Google made Android One to get phones into “the next 1 billion” people’s hands, but that plan seems to be a lot harder than it sounds on paper. The company’s vice president of product management Caesar Sengupta spoke with the Economic Times following reports that Android One smartphones have sold less than 1 million units in India combined since its September launch.
The number is alarming considering India was the biggest target market for Android One and there’s a wide variety of affordable options available. So what’s the issue?
Google believes they didn’t effectively hurdle the distribution obstacles, noting that the devices weren’t readily available in all mainstream channels. Whether that be featuring Android One prominently throughout electronics stores, making the devices available from an easy online source or making sure every carrier had Android One phones to offer, Google feels they have to tackle that problem if they really want the program to take off.
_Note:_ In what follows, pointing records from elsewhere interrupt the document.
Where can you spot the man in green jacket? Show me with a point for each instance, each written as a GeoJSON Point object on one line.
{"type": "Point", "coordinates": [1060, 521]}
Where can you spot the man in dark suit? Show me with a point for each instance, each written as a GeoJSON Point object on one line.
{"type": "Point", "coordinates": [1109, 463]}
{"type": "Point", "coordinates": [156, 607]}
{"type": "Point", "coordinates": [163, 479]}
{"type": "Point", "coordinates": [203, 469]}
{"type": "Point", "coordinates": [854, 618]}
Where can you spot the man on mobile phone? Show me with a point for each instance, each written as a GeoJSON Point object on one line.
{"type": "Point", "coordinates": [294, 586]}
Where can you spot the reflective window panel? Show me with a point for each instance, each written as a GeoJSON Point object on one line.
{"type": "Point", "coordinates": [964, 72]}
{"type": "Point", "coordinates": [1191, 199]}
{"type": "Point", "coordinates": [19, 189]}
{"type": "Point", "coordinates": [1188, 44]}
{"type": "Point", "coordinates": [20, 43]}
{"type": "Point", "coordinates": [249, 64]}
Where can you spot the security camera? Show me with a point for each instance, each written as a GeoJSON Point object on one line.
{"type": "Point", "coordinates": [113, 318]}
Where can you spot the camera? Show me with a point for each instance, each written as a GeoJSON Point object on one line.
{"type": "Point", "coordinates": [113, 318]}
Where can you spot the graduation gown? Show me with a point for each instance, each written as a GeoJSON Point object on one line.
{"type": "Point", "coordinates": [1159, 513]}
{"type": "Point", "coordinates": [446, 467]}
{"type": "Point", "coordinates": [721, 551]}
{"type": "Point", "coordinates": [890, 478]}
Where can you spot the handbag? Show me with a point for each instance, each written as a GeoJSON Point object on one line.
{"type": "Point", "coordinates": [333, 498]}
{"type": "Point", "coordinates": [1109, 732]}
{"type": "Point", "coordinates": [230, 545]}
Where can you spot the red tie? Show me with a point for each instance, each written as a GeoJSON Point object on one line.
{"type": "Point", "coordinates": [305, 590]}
Another issue is increased competition. OEMs are starting to introduce powerful smartphones at very affordable price points, and people will just as soon spend the extra money to get a phone that could potentially go a lot further than an Android One phone could. Sengupta also pointed to a study that showed smartphone buyers going from their first to second phone are more inclined to go with something more expensive, likely due to the eventual realization that ultra-affordable smartphones are too limited for modern usage.
Despite the struggles, Google is reluctant to pull the plug on it. The company reiterates that Android One is now in 7 different countries with options from dozens of manufacturers, with more coming along the way (including some options from known names like ASUS and HTC).
They also mention Android One is less about volume and more about the idea of pushing affordable, yet capable smartphones. That’s not unlike the way they do business on the high-end side of the scale with the Nexus line, so Google would like to think they’re on their way to achieving their goal even without the gaudy numbers to back it up.